Collin Morikawa’s run to a PGA Championship started at $80 an hour

Golf

KIAWAH ISLAND, S.C. — The fee was in the neighborhood of $80 per hour. That is what Rick Sessinghaus charged all the junior golfers at the executive course he worked at in Glendale, California. And yes, that included a very young Collin Morikawa.

The reigning PGA Championship winner was just 8 years old at the time he started working with his teacher, a relationship that has lasted to this day, through junior and college golf and his fast transition into the professional game — and four PGA Tour victories, including a major championship.

“Typically what people did was they’d buy a series of six lessons to lower the price to $60 an hour,” Sessinghaus said. “What’s funny about Collin is we kept the fee the same all the way through college, and sometimes I didn’t really charge him because as he won and got better, I just wanted to support him in any way I could.”

Needless to say, the arrangement is quite different now. Morikawa, 24, is a budding star, barely two years out of college. His victory at TPC Harding Park last August came in his first attempt playing the PGA Championship. It was just his third major championship start.

Coaches come and go. So do caddies, agents, trainers and all manner of team members for a successful player. But Sessinghaus has been by Morikawa’s side for 16 years.

And a big part of Sessinghaus’ philosophy covers the mental side of the game and coaching on the course. Much of his time with Morikawa was spent playing the par-60 course where he worked, focusing on various aspects of the game away from the driving range.

“He has a message that most good mental coaches have,” said veteran caddie J.J. Jakovac, who has been working for Morikawa since he turned pro. “They have such a good relationship since Collin was a little boy. You can see that Collin trusts him fully. When you trust someone, I think it’s much easier to practice what they are preaching. He trusts him like a family member. And Rick is not afraid to be honest with him. He’ll tell him what he sees and what he’s thinking. They’ll go over a round, a game plan.

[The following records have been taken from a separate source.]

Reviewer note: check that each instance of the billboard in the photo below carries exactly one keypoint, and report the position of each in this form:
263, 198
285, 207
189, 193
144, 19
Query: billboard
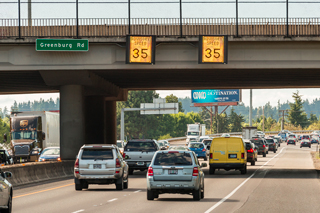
215, 96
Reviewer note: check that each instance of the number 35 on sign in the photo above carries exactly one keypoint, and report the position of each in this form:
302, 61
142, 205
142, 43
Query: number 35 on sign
213, 49
140, 50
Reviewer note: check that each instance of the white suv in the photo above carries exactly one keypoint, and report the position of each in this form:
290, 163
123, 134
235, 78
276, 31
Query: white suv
100, 164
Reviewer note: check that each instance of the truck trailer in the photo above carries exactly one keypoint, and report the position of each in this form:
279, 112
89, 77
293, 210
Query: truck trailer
31, 132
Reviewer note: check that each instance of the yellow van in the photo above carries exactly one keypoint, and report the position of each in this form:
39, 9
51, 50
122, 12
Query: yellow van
228, 153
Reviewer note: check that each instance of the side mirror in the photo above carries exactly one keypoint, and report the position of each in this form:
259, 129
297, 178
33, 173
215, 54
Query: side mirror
5, 137
204, 165
8, 174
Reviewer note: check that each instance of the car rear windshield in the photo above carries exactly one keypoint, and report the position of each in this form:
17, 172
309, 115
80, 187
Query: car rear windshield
141, 146
196, 145
171, 159
93, 154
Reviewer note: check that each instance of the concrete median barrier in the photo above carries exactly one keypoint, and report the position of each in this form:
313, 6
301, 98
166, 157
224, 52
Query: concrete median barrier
28, 173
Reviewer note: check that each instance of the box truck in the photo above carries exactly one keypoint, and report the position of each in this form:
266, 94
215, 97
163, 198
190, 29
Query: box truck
31, 132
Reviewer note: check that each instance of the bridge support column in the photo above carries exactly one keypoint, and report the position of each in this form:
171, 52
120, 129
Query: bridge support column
111, 122
95, 120
72, 121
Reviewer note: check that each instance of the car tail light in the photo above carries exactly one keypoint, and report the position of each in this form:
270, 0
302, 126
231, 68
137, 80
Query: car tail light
150, 171
250, 150
76, 166
195, 171
118, 165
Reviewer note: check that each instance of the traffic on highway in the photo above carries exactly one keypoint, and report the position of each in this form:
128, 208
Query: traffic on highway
230, 178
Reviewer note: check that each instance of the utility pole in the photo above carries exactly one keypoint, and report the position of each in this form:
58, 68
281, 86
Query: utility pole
29, 13
283, 113
263, 119
250, 110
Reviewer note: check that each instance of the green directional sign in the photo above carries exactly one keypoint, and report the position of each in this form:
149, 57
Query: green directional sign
62, 45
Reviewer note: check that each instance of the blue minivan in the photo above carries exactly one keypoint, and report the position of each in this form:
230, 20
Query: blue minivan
199, 149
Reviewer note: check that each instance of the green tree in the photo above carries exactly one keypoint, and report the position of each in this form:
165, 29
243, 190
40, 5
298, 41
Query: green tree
297, 116
174, 99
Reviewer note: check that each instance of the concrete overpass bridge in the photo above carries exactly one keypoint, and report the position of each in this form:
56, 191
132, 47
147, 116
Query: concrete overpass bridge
91, 82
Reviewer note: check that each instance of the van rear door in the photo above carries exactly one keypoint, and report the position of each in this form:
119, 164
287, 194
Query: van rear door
234, 150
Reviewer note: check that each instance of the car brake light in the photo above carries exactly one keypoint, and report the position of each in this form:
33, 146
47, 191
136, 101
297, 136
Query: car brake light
195, 171
118, 165
76, 166
150, 171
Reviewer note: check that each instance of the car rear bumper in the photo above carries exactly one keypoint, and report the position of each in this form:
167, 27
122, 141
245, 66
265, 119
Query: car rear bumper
227, 165
173, 186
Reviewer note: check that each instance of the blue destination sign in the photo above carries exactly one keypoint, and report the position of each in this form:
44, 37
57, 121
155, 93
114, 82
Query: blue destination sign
215, 96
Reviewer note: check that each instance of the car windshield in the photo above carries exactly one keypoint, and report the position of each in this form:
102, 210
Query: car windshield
94, 154
51, 151
270, 140
193, 133
171, 159
141, 146
196, 145
32, 135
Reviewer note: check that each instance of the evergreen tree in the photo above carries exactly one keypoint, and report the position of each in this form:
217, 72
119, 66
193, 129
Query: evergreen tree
297, 116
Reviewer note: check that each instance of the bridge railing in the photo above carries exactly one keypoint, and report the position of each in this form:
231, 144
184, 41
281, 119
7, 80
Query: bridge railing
169, 27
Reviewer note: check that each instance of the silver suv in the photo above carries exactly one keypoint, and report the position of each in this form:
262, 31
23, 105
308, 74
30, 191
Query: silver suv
175, 172
100, 164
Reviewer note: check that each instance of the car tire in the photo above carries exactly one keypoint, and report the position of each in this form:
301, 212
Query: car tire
244, 170
150, 195
130, 171
85, 185
120, 186
211, 170
78, 187
9, 209
126, 184
197, 194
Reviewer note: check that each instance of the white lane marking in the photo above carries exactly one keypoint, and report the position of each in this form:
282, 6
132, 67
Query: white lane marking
236, 189
81, 210
114, 199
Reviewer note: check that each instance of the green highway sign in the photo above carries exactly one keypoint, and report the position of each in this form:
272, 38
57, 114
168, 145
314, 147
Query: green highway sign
62, 45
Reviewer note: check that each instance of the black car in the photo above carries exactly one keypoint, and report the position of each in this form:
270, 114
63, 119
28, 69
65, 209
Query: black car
272, 145
291, 141
261, 146
305, 143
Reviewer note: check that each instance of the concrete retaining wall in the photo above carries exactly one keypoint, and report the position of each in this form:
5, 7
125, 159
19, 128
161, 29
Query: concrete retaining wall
40, 171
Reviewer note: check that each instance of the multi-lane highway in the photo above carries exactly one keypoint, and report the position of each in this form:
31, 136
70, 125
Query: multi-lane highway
285, 181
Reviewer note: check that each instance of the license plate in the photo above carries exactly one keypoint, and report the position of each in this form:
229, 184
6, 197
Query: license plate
173, 171
232, 155
97, 166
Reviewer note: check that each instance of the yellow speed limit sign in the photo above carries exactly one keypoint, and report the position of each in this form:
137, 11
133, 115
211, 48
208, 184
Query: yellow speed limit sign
140, 49
213, 49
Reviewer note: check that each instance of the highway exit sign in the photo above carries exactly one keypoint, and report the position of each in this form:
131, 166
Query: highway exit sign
77, 45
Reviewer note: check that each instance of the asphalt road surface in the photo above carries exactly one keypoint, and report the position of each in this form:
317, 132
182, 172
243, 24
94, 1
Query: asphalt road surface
285, 181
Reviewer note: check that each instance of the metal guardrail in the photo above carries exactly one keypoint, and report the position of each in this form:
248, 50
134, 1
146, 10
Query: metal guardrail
119, 27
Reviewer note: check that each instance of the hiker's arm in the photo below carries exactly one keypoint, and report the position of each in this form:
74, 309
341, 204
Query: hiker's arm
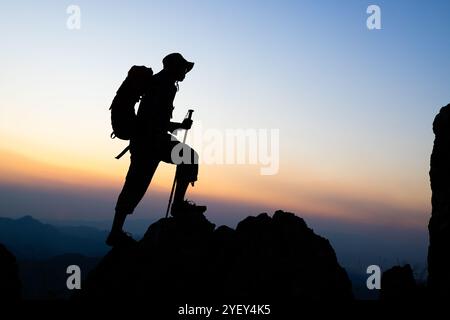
186, 125
174, 126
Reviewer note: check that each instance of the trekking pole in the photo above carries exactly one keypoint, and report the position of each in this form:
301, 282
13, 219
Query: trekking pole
189, 116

“On the physical side, he built his golf swing, so he knows it better than anyone. When he’s off, it’s very imperceptible to the eye. But Rick sees it because he’s worked with him so long.”

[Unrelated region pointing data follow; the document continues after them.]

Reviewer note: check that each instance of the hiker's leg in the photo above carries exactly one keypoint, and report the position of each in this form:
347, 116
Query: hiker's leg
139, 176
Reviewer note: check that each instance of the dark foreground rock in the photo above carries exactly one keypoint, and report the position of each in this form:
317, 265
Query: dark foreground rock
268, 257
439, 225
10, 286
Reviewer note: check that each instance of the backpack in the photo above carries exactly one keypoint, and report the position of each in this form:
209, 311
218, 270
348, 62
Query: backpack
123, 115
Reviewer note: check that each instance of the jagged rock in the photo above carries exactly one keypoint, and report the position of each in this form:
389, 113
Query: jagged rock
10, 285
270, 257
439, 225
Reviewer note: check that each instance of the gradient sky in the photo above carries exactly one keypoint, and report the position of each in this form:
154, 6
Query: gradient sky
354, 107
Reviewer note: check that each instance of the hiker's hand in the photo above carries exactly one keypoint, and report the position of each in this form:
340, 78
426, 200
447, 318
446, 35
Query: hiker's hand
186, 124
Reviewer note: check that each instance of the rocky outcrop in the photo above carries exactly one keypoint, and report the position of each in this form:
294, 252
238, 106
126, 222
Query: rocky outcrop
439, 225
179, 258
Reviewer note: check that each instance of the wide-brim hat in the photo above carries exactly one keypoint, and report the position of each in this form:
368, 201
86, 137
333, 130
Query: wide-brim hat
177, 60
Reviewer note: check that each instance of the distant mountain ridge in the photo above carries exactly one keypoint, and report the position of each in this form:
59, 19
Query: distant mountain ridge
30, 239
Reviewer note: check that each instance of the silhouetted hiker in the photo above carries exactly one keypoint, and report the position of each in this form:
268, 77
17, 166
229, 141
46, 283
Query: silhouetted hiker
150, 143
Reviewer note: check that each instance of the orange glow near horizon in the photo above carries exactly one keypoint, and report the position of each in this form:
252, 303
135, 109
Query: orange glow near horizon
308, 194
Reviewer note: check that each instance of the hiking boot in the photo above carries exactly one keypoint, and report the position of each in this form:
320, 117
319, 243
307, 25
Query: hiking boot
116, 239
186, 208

The key moment of last year’s PGA came at Harding Park’s 16th hole, a drivable par-4 in which Morikawa had laid up and hit a wedge to the green each of the first three days.

But with the tournament in the balance that Sunday and several players firmly in contention, Morikawa trusted his instincts and went with a driver, ripping a cut that bounced onto the green and stopped 7 feet from the cup. When he holed the eagle putt, Morikawa was in command of the championship he’d clinch two holes later.

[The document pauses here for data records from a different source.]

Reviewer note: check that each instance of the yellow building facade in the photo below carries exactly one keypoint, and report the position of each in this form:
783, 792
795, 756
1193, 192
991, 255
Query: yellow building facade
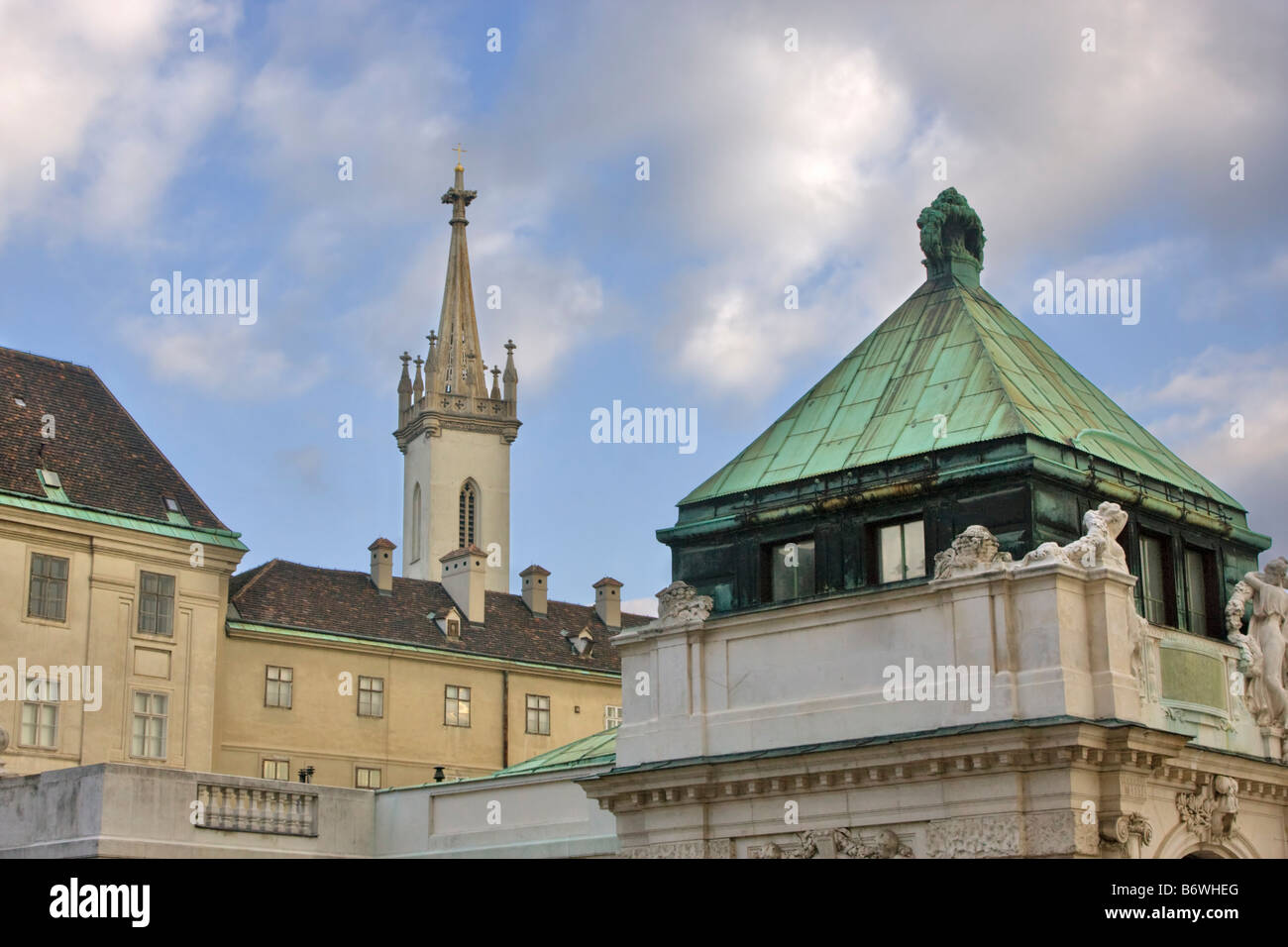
114, 582
416, 729
125, 635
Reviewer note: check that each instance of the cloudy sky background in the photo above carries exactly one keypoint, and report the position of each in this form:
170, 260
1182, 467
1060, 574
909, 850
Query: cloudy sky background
767, 169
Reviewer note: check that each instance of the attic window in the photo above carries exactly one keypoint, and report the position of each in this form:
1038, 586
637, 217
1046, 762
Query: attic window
53, 484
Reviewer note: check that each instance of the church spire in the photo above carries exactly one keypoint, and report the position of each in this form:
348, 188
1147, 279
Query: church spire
456, 368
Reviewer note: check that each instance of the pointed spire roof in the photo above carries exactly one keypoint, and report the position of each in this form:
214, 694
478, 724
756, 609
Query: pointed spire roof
458, 365
951, 367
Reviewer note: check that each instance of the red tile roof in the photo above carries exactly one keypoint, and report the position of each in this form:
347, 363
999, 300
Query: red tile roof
307, 596
99, 453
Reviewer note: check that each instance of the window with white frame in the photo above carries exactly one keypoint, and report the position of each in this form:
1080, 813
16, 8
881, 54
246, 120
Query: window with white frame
151, 718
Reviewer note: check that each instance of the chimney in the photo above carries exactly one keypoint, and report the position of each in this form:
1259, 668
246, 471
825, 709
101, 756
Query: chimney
382, 566
535, 585
608, 602
465, 579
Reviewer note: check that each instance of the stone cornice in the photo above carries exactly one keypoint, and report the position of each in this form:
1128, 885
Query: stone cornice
1059, 746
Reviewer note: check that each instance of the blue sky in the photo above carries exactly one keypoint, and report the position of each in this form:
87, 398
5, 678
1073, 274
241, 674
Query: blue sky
768, 167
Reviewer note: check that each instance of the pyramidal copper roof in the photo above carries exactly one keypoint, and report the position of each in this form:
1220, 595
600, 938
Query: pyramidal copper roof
951, 367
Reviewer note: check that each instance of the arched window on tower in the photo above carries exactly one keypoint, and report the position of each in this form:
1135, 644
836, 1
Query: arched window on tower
415, 544
469, 513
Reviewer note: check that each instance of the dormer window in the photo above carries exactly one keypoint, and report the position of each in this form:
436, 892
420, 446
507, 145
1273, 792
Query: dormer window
583, 644
53, 484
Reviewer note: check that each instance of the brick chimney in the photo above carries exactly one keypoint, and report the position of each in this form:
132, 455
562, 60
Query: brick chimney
536, 581
608, 602
382, 566
465, 579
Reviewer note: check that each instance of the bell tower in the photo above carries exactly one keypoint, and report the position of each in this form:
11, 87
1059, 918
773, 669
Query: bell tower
454, 433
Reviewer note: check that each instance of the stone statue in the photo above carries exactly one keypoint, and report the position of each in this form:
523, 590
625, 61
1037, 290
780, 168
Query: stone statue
1262, 663
679, 603
974, 551
1211, 812
1098, 547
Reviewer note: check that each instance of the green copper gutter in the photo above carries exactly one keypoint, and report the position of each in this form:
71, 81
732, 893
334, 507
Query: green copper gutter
1028, 462
90, 514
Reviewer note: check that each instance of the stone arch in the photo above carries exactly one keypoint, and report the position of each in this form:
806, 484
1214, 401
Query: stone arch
1180, 843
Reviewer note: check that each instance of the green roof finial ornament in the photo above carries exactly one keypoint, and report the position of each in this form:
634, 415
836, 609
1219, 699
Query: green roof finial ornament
952, 237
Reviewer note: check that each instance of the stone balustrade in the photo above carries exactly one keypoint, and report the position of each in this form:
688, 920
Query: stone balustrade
248, 809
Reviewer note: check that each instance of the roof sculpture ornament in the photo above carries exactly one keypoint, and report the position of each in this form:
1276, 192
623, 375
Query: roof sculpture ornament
951, 230
977, 552
974, 551
1261, 650
679, 603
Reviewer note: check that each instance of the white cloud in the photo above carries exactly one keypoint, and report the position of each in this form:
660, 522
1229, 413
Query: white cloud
1193, 411
215, 355
112, 93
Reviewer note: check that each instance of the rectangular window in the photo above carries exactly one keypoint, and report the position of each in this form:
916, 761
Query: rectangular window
48, 598
902, 551
1154, 578
40, 714
1199, 573
539, 714
150, 724
277, 686
277, 770
456, 712
791, 570
156, 603
372, 696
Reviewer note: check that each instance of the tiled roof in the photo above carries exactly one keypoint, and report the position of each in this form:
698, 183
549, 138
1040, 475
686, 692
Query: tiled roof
949, 352
347, 603
99, 453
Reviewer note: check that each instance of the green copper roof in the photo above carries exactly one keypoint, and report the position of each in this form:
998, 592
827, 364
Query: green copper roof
951, 354
588, 751
89, 514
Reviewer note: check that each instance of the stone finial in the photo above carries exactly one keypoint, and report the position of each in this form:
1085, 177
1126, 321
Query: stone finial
952, 237
511, 375
404, 385
974, 551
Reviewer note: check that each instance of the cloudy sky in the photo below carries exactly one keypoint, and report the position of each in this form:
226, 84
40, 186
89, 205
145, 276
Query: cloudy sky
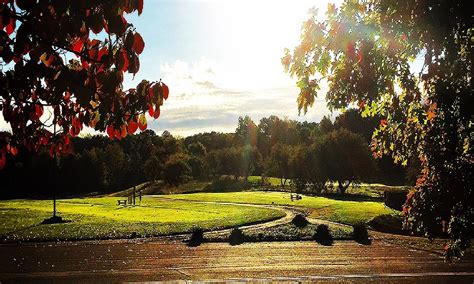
221, 60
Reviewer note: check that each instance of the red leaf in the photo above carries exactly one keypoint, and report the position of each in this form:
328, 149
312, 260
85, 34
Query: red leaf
3, 162
140, 7
142, 124
132, 126
77, 46
11, 26
118, 134
138, 43
39, 111
110, 131
157, 112
123, 130
66, 140
166, 91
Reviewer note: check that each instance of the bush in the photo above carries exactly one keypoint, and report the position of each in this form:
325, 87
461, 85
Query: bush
228, 184
395, 199
323, 235
387, 223
360, 234
236, 237
196, 238
299, 221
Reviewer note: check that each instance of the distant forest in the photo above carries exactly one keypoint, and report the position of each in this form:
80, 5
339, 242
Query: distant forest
308, 153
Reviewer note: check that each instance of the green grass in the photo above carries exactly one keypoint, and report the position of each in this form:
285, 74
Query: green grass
272, 180
101, 218
341, 211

There for the pandemic-muted celebration was Sessinghaus, who barely two years ago was watching Morikawa finish his collegiate career at Cal. Now he’d won a major and added the WGC-Workday Championship in February.

“I do pinch myself every day to be able to help,” Sessinghaus said. “And I’m super grateful for all the opportunities that have come my way. The other question is more the surprise factor. Yes, he’s won four times in 45 starts. That’s a winning rate that is extremely high. Would I have said he’d win four times? Probably not. I really felt he was going to have a successful career, a long career. So it’s not surprising when he’s in contention.

“I just believed from an early age he had that ‘it’ factor. He’s put in the hard work. But I have to have the perspective that this is special, a cool ride.”

Perhaps the quality that Sessinghaus and Jakovac appreciate the most is Morikawa’s maturity. He has an abundance of it for a player who is not long out of college and played his first full year as a pro in the midst of the pandemic.

“We haven’t hit a point where we’ve been just like, ‘Well, I don’t know what to do,”’ Morikawa said. “We won early on. That doesn’t mean you can’t stop working on things. If he told me after we won the PGA, ‘OK, all right, see in you a few months, you’re doing OK,’ I would hate that.

“But that’s not who Rick is. Right after the PGA we’re trying to figure out, ‘What do we do better? How do we get better? How do we stay where we’re at?’ Because every single day when we wake up, we always wake up a little different. So how do we get back to those things of being the best golfer we can?”

One way is to trust the team. Morikawa didn’t want to make any fancy coaching changes just because he was turning pro. And he sought a veteran caddie who knew the ropes, wasn’t afraid to offer advice and who was quick to recognize the student-teacher dynamic.

“He has this calmness about him even when things are not going his way,” Jakovac said. “There’s no stress or pressure. I’m sure it’s not that way inside, but he has his way about him. … Golf is a hard sport, and you see other young kids throwing clubs, throwing tantrums. [Morikawa] having that chill factor really helps.

“He wouldn’t be as good as he is without that mental side. It’s just a good combination of everything. He wants to learn. I think he’d be the first guy to tell you he’s still young and he doesn’t know everything about golf. He’s learning techniques every week we go out. He wants to have all the shots and wants to be among the best players.”

Morikawa already is. He’s ranked sixth in the world after getting to a high of No. 4. It’s been a quick rise to the top, but the journey goes way back to his grade school days and junior golf lessons with a pro who is still by his side.